Help optimizing slow knn query

Hi,

I'm running into a problem with the hybrid search ( keyword + vector ). As far as I can tell the performance bottleneck comes from the vector part for which I use the knn query.

Bellow, I'll share:

  • The query I'm performing
  • The indices settings, mappings, and size
  • My cluster resources
  • Some profiling insights from the query
  • Things I tried to optimize it

I'm hoping someone will be able to give me some ideas/direction about what I'm missing and if Elastic is the right tool for my needs.

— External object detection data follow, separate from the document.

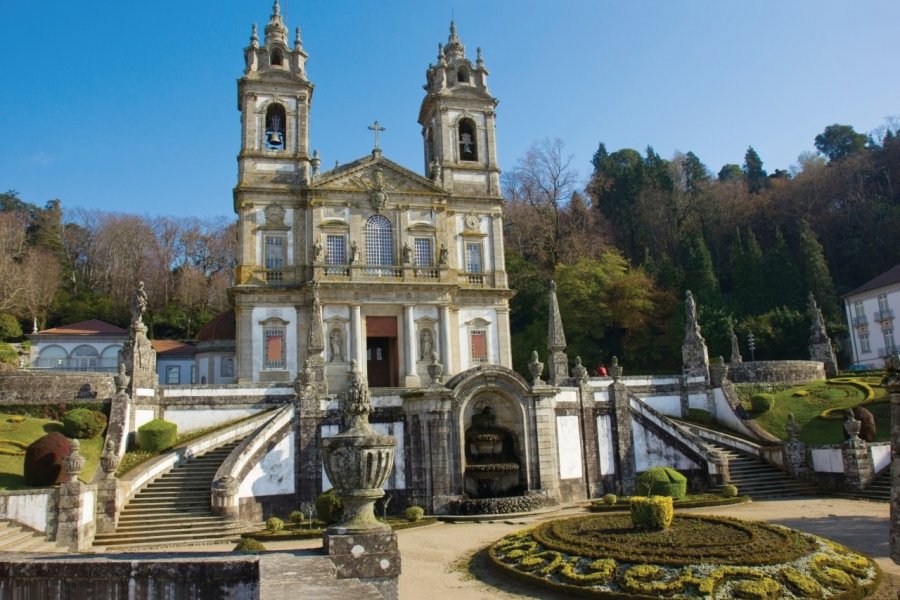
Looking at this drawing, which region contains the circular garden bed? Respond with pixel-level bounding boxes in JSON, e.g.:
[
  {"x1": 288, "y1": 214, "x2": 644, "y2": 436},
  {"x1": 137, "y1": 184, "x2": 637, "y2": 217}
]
[{"x1": 488, "y1": 514, "x2": 881, "y2": 600}]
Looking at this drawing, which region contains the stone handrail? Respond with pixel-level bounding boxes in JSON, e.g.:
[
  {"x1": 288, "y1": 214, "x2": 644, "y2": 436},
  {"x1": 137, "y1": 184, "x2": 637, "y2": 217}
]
[
  {"x1": 118, "y1": 411, "x2": 272, "y2": 506},
  {"x1": 629, "y1": 394, "x2": 728, "y2": 477},
  {"x1": 212, "y1": 404, "x2": 294, "y2": 520}
]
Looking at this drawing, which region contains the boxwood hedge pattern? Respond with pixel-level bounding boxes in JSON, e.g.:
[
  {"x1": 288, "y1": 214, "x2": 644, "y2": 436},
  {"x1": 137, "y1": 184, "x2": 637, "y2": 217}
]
[{"x1": 488, "y1": 515, "x2": 881, "y2": 600}]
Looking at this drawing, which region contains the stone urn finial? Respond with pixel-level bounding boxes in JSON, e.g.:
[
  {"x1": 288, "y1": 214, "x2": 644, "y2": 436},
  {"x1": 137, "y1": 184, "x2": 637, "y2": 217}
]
[
  {"x1": 63, "y1": 439, "x2": 84, "y2": 479},
  {"x1": 322, "y1": 360, "x2": 397, "y2": 534},
  {"x1": 528, "y1": 350, "x2": 544, "y2": 385},
  {"x1": 608, "y1": 356, "x2": 623, "y2": 383}
]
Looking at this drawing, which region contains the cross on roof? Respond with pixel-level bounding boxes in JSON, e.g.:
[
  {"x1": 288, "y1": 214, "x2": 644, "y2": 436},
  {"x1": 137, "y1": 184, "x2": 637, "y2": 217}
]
[{"x1": 369, "y1": 121, "x2": 386, "y2": 150}]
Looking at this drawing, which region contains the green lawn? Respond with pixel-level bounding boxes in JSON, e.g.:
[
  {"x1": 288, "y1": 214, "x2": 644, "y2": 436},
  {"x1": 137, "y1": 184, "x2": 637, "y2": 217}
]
[
  {"x1": 0, "y1": 413, "x2": 103, "y2": 490},
  {"x1": 743, "y1": 376, "x2": 891, "y2": 444}
]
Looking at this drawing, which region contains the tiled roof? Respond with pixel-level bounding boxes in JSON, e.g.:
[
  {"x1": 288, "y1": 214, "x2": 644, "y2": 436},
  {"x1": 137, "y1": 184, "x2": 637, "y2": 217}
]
[
  {"x1": 150, "y1": 340, "x2": 197, "y2": 355},
  {"x1": 38, "y1": 319, "x2": 128, "y2": 335},
  {"x1": 843, "y1": 264, "x2": 900, "y2": 298}
]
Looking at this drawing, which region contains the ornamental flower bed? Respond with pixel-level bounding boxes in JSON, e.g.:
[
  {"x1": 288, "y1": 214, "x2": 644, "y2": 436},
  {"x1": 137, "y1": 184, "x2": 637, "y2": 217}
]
[{"x1": 488, "y1": 514, "x2": 881, "y2": 600}]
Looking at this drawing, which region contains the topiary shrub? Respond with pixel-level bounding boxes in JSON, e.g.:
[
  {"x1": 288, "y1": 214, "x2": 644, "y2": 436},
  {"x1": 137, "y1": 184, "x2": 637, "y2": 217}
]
[
  {"x1": 316, "y1": 488, "x2": 344, "y2": 524},
  {"x1": 232, "y1": 538, "x2": 266, "y2": 554},
  {"x1": 629, "y1": 496, "x2": 675, "y2": 531},
  {"x1": 403, "y1": 506, "x2": 425, "y2": 523},
  {"x1": 266, "y1": 517, "x2": 284, "y2": 533},
  {"x1": 750, "y1": 393, "x2": 775, "y2": 413},
  {"x1": 853, "y1": 406, "x2": 877, "y2": 443},
  {"x1": 722, "y1": 484, "x2": 737, "y2": 498},
  {"x1": 637, "y1": 467, "x2": 687, "y2": 500},
  {"x1": 62, "y1": 408, "x2": 106, "y2": 440},
  {"x1": 138, "y1": 419, "x2": 178, "y2": 452},
  {"x1": 24, "y1": 431, "x2": 72, "y2": 485}
]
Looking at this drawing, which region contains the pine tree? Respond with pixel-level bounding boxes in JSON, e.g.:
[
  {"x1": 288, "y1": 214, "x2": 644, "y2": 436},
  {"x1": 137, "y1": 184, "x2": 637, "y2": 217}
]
[{"x1": 800, "y1": 219, "x2": 840, "y2": 319}]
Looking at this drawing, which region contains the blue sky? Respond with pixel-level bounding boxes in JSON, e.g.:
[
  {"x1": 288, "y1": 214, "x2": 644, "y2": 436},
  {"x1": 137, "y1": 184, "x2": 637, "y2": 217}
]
[{"x1": 0, "y1": 0, "x2": 900, "y2": 217}]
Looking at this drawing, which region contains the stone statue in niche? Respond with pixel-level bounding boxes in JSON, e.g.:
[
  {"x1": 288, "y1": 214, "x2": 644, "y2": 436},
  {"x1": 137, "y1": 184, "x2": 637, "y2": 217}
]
[
  {"x1": 328, "y1": 329, "x2": 344, "y2": 362},
  {"x1": 419, "y1": 329, "x2": 434, "y2": 360}
]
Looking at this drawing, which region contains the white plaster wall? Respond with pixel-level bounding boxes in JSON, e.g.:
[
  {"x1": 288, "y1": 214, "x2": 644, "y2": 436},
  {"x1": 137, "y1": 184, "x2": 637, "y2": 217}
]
[
  {"x1": 134, "y1": 408, "x2": 153, "y2": 431},
  {"x1": 643, "y1": 396, "x2": 681, "y2": 417},
  {"x1": 78, "y1": 490, "x2": 97, "y2": 525},
  {"x1": 455, "y1": 308, "x2": 500, "y2": 371},
  {"x1": 811, "y1": 448, "x2": 844, "y2": 473},
  {"x1": 632, "y1": 422, "x2": 699, "y2": 472},
  {"x1": 238, "y1": 435, "x2": 294, "y2": 498},
  {"x1": 250, "y1": 306, "x2": 297, "y2": 380},
  {"x1": 163, "y1": 408, "x2": 262, "y2": 433},
  {"x1": 322, "y1": 421, "x2": 406, "y2": 491},
  {"x1": 713, "y1": 388, "x2": 755, "y2": 438},
  {"x1": 688, "y1": 394, "x2": 709, "y2": 410},
  {"x1": 597, "y1": 415, "x2": 616, "y2": 475},
  {"x1": 869, "y1": 444, "x2": 891, "y2": 473},
  {"x1": 556, "y1": 415, "x2": 582, "y2": 479},
  {"x1": 0, "y1": 490, "x2": 52, "y2": 532}
]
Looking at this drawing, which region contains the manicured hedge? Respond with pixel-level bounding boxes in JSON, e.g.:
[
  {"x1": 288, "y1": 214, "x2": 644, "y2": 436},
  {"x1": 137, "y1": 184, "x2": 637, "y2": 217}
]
[{"x1": 138, "y1": 419, "x2": 178, "y2": 452}]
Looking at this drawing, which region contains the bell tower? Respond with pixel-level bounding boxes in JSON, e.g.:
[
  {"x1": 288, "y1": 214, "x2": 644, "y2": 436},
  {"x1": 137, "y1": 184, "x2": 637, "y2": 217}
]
[
  {"x1": 235, "y1": 0, "x2": 313, "y2": 191},
  {"x1": 419, "y1": 21, "x2": 500, "y2": 196}
]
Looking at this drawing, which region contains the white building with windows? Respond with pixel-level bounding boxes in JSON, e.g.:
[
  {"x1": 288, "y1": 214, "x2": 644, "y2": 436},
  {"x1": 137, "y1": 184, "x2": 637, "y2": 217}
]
[
  {"x1": 843, "y1": 264, "x2": 900, "y2": 369},
  {"x1": 230, "y1": 12, "x2": 512, "y2": 392}
]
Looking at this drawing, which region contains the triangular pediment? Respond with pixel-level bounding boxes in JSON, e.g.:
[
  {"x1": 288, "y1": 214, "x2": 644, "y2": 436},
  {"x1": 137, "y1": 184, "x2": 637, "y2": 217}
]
[{"x1": 309, "y1": 155, "x2": 446, "y2": 195}]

This is a sample of how my query looks:

GET index1,index2,index3,index4,index5,index6/_search
{
	"size": 10,
	"_source": ["includes": ["_id"]],
	"retriever":
	{
		"rrf":
		{
			"retrievers":	[
			{						
				"standard":
				{
					"query":
					{
						"bool":
						{
							"minimum_should_match":1,
							"should":
							[
								{
									"bool":
									{
										"filter":
										{
											"terms":
											{
												"_index":["index1","index2","index3","index4","index5"]
											}
										},
										"must":
										{
											"knn":
											{
												"field":"field1_vector",
												"num_candidates":10,
												"similarity":0.5,
												"query_vector": [some_vector_of_float_numbers]
											}
										}
									}
								},
								{
									"bool":
									{
										"filter":
										{
											"terms":
											{
												"_index":["index1","index2"]
											}
										},
										"must":
										{
											"knn":
											{
												"field":"field2_vector",
												"num_candidates":10,
												"similarity":0.5,
												"query_vector": [some_vector_of_float_numbers]
											}
										}
									}
								}
								...17 more should expressions like this
							]
						}
					}
				},
				{
					"standard":
					{
						"query":
						{
							"simple_query_string":
							{
								"fields":["field1", "field2", ...17 more],
								"query":"some_full_text_query"
							}
						}
					}
				}
			}
		}
	}
}									

These are the indices details

  • I have 6 indices which I wanna search into.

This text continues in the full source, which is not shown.